Apakah dia sendiri seorang yang beriman? “Saya tidak berlatih. Tapi saya melakukannya untuk waktu yang lama. Aku tidak, bukan karena aku…” Dia menggeliat. “Aku punya… Bukannya aku tidak punya [faith] … Saya memiliki hubungan yang kuat dengan Islam. Tapi saya juga berada di satu titik dalam hidup saya ketika saya mengidentifikasi pertama dan terutama sebagai seorang seniman, sebagai pembuat film. Saya tidak begitu tertarik dengan identitas saya – saya sekolah tua dalam hal itu. Saya tahu penting bagi saya untuk memiliki latar belakang Mesir dan Muslim agar saya dapat membuat film ini tanpa ditanyai. Tetapi ketika saya membuat film, saya melakukannya untuk alasan yang berlawanan: menjadi orang lain selama dua jam.

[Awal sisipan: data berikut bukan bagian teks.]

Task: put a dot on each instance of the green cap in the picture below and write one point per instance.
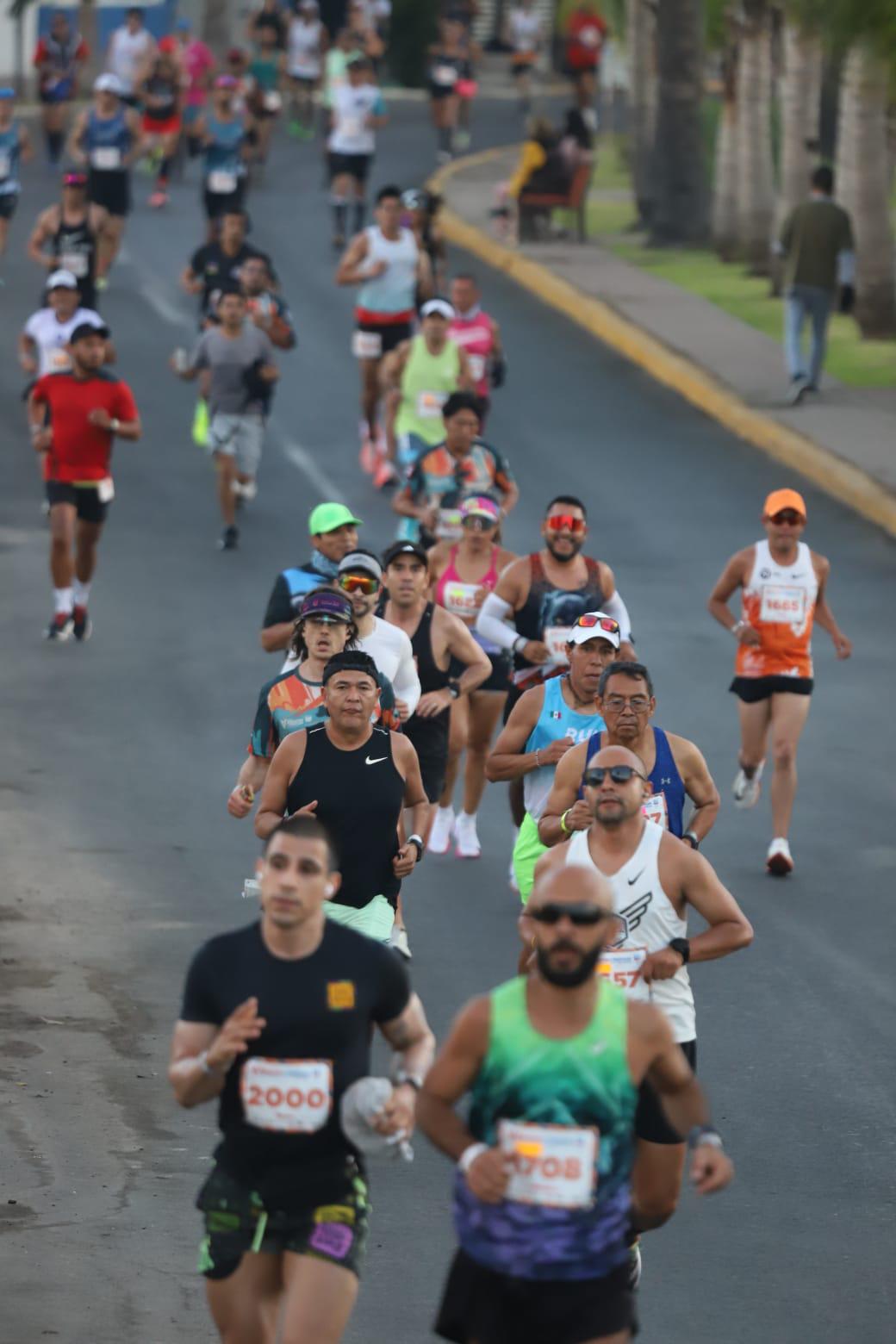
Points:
(327, 518)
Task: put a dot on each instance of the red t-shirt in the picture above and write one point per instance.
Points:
(585, 40)
(81, 451)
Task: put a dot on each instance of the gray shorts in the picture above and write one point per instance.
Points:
(240, 437)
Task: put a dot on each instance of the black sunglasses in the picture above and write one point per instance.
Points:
(619, 773)
(554, 912)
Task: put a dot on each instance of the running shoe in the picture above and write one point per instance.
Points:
(398, 940)
(442, 831)
(82, 628)
(465, 837)
(744, 789)
(780, 861)
(60, 626)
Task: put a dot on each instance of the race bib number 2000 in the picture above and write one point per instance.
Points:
(288, 1096)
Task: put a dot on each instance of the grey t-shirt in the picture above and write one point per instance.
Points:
(228, 358)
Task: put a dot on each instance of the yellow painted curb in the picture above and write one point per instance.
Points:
(841, 480)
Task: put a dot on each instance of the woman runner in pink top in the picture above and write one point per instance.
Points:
(461, 576)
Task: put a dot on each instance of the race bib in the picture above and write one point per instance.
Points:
(286, 1096)
(552, 1166)
(76, 262)
(656, 809)
(622, 965)
(367, 345)
(222, 183)
(477, 367)
(429, 405)
(557, 638)
(782, 604)
(106, 158)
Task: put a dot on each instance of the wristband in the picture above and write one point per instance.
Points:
(469, 1156)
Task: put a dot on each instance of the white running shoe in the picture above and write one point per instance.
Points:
(398, 940)
(780, 859)
(465, 837)
(441, 831)
(747, 791)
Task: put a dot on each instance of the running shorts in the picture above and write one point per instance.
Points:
(89, 507)
(526, 851)
(754, 688)
(110, 190)
(490, 1308)
(238, 1222)
(650, 1120)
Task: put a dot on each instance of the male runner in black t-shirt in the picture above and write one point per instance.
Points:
(276, 1023)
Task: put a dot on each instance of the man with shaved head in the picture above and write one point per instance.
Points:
(542, 1188)
(653, 880)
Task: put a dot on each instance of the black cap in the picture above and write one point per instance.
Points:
(88, 329)
(351, 660)
(405, 549)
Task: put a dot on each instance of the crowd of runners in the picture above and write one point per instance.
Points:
(408, 679)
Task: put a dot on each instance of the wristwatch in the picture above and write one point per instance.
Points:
(418, 842)
(682, 948)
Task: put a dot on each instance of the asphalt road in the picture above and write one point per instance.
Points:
(120, 859)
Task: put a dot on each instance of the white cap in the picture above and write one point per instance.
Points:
(108, 84)
(62, 280)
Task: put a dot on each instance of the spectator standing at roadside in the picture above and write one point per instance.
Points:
(818, 249)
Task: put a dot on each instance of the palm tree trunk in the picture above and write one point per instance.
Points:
(756, 168)
(643, 94)
(862, 175)
(681, 208)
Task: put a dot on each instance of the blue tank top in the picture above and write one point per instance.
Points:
(223, 153)
(9, 159)
(557, 720)
(108, 134)
(667, 801)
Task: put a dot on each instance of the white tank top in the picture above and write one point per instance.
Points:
(649, 924)
(304, 48)
(395, 289)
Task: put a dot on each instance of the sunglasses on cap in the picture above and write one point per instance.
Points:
(367, 583)
(555, 910)
(619, 773)
(590, 621)
(564, 522)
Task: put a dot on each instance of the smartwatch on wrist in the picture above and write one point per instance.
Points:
(682, 948)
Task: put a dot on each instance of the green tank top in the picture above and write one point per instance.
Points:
(581, 1085)
(426, 383)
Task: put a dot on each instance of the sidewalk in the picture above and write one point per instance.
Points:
(845, 439)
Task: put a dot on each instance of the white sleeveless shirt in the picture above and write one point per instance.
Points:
(649, 924)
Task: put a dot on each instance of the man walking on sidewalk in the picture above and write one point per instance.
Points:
(818, 250)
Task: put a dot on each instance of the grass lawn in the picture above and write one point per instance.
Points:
(860, 363)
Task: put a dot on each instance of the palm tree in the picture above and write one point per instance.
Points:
(862, 175)
(681, 206)
(756, 167)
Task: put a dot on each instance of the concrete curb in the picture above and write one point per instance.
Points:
(840, 479)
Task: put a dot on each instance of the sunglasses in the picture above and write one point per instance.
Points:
(554, 912)
(588, 621)
(359, 583)
(619, 773)
(564, 522)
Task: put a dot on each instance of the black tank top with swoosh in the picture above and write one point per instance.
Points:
(359, 800)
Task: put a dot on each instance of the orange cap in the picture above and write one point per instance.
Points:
(783, 499)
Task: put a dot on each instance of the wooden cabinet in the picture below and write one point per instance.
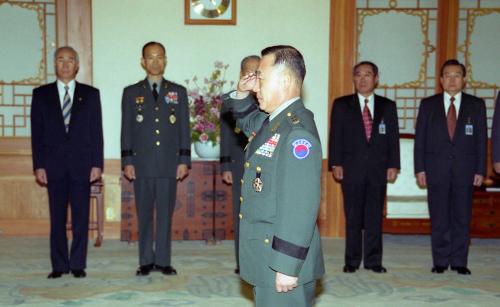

Kembali ke Mesir saat remaja, dia dikejutkan oleh semacam pragmatisme jalanan dalam menghadapi korupsi sistemik yang terlihat di Insiden Nile Hilton dan Konspirasi Kairo; sangat berbeda dari dongeng pengantar tidur tentang negara yang diceritakan ayahnya kepadanya. “Orang-orang menemukan cara untuk bertahan hidup, untuk menjalani kehidupan yang baik. Dan salah satu caranya adalah dengan bernegosiasi dengan hal-hal seperti peraturan dan agama. Mereka membuat versi mereka sendiri. Misalnya, korupsi di Mesir bukanlah kata negatif. pribadi berarti seperti bantuan, itu hal yang positif. Jadi jika saya memiliki pribadi di bandara, kami tidak mengantre.”
setelah promosi buletin
Kemanfaatan itu tampaknya telah terhapus, menjadi semacam kemandirian di Saleh yang membuatnya berdiri sebagai seniman grafiti yang sedang naik daun di pinggiran barat Stockholm – dan seterusnya. “Graffiti mengajari saya satu hal, yaitu tidak meminta izin untuk melakukan sesuatu. Jadi jika saya melihat tembok, saya seperti: bukankah bagus jika ada bunglon biru besar di sana? Dan kemudian, secara ajaib dalam seminggu atau lebih, ada. Dan saya merasa sedikit sama dengan sebuah film. Haruskah Anda membuat film tentang al-Azhar? Atau tentang korupsi polisi di Mesir? Saya tidak akan bertanya. Saya hanya akan melakukannya.